Had dinner last night and sat at the very corner table in the large room and while our waitress as taking our order my glass of water fell off the table. It was not an accidental spills. The glass simply fell off of our table. We were all shocked. That is when the waitress told us about the tales of Brother Sebastian’s ghost. I don’t believe in ghosts but what happened was unexplainable and bizarre.
haha. ok.
In fact it is easily explainable. The condensation from your water glass collected at the base. This in turn broke the friction of the table surface with the bottom of the glass. At this point, the glass is essentially floating, though it is nearly impossible to detect with the naked eye. With the glass now floating, it takes only the slightest degree of angle of the table top for the glass to begin moving, and momentum takes over from there. Any form of vibration whatsoever would also cause the glass to move. Even allowing for the unlikely scenario that the table top was perfectly level, nearly every glass ever manufactured has some sort of a concave bottom surface. As the condensation pools around the base of the glass, it creates an air pocket underneath. Simple physics tell us that the air pocket will eventually need to escape, causing lift and propulsion in the process. Ghosts are fun to imagine and I truly wish they existed, but they simply do not.
Sorry but your physics model is flawed. Try again with consideration that not all condensation would pool into the bottom of the cup, nor would the air require a violent escape to overcome the pressure of the water beneath. Your typical 16 oz cup would have a concave bottom that would take up a third of it’s volume to produce those results, and that’s given the benefit of the doubt to the house purchasing really cheap, light cups.
And again in your model, as you stated that such glasses typically have imperfections, and as such would allow gaps for the air to disperse.
If you’re going to disprove something, atleast use the proper physics instead of embarassing the scholastic minded.
they have tablecloths there. snatchy your idea is FALSE
Snatchy, do be wary of what you wish for, as you probably WILL get your wish. And remember my post here when it does, as I’m telling you now that it will happen when you absolutely least expect it.
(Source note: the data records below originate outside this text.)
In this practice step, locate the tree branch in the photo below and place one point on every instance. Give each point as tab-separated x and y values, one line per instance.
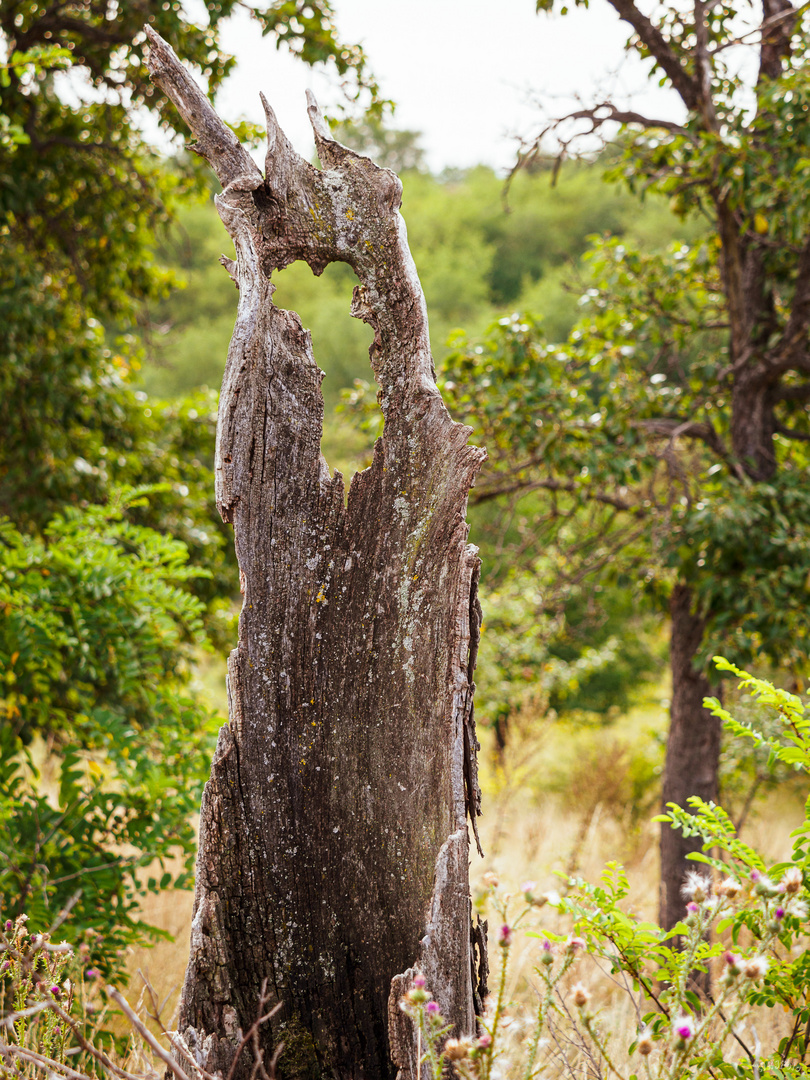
662	52
487	495
792	349
622	117
798	393
799	436
674	428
I gather from your short post that you are a man who is pragmatic, sensible and assured of himself…..all fine qualities in my book. When your ghost sighting happens, you’re the type of gentleman that will be severely affected by it….as “it simply will not compute” with your world view. Buckle up, my friend. If I could, I’d bet serious dollars that your day will come! It may be years, decades or more down the road….but it’s going to happen to you. IF you wish to accelerate this to happen as soon as possible…what truly works in many cases would be for you to “egg on” the spirits. You can do this by actually making loud statements in purportedly haunted establishments that “ghosts are not real….ghosts do not exist…it’s all in people’s feeble little minds” etc. etc. I’m serious about this….do it if you dare! Best of luck, my friend. Joel in az.
French fries let me introduce you to Happy Meal! LOL!